I've blogged about this legal workaround before, but Tiffany managed to simplify the argument for me: 
Tiffany made the admission after being asked … how Republicans could continue to claim the mining bill doesn't risk environmental harm when: It specifically changes the wording of existing state permitting law from “significant adverse affects (to wetlands) are presumed to be unnecessary” to “significant adverse affects are presumed to be necessary.”

Tiffany: “Changing the word 'unnecessary' to 'necessary' lets the judge know it was the Legislature’s intent that there will be some adverse impacts.”
Just think of how surprised some wealthy Republican property owners going feel when they finds out their small government representative took their rights away? The one thing I know about our phony "constitutional conservative" low information voter is that property rights are right at the top of their hot button list: 
In a legal context, the wording change proves lawmakers knowingly passed a bill that they accepted would cause some harm to the environment, Tiffany adds, making it more difficult for a lawsuit to be successful on the grounds that a mining permit caused harm to the environment.
So tricks and semantic word play is a responsible way to oversee the environmental effects of mining? You would think those with lakefront cabins, McMansion-like second homes, would be concerned about their investment and local water quality if just for resale value alone. Or the tourism dollars that keeps their property taxes just a little bit lower. Guess not.
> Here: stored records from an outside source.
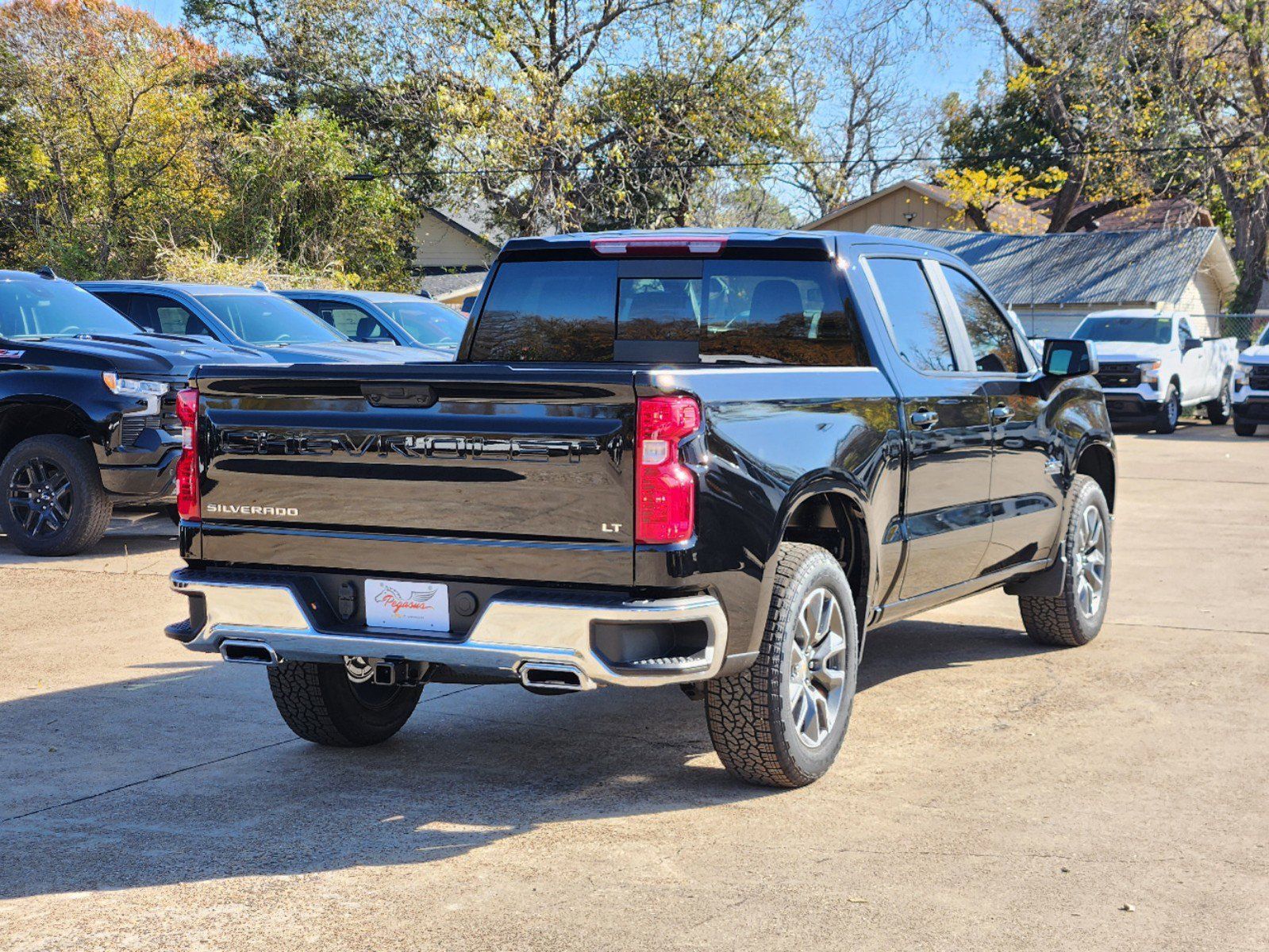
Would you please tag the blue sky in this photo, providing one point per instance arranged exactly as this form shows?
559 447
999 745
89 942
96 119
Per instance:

See how Republicans can easily mislead on pollution, and remember their names:
“It’s clear that people voting against this bill are more interested in hurting our economy than protecting the environment,” read a portion of a statement from Sen. Alberta Darling, R-River Hills.
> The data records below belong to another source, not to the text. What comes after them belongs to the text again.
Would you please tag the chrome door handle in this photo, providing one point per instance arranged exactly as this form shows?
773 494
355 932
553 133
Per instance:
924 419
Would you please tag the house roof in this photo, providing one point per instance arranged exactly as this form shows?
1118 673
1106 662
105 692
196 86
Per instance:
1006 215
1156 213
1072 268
Senate Majority Leader Scott Fitzgerald said: "Today, after nearly two years of public debate, Senate Republicans passed a bill that opens the door for thousands of jobs while protecting our natural resources."

And Sen. Robert Cowles, R-Green Bay, a lawmaker known for environmental stewardship, said: "I continue to believe we can make regulatory improvements to encourage job growth while still preserving our precious environmental resources."

1 comment:

  1. Tiffany's idiotic rationale might make sense in front of a corrupt, Prosserized Wisconsin Supreme Court, but this case is headed to Federal Court due to the near genocidal violations of the Bad River Ojibwe's
    treaty rights.

    The pollution clause is prima facie evidence of bad faith and a deliberate attempt to violate the treaties. State law cannot abrogate Federal treaties. Tiffany's pollution clause was in reality a big gift to the Ojibwe.
    It is one thing for a plaintiff to prove the other party's damaging actions were deliberate, but it's an entirely different matter when that party admits that they were.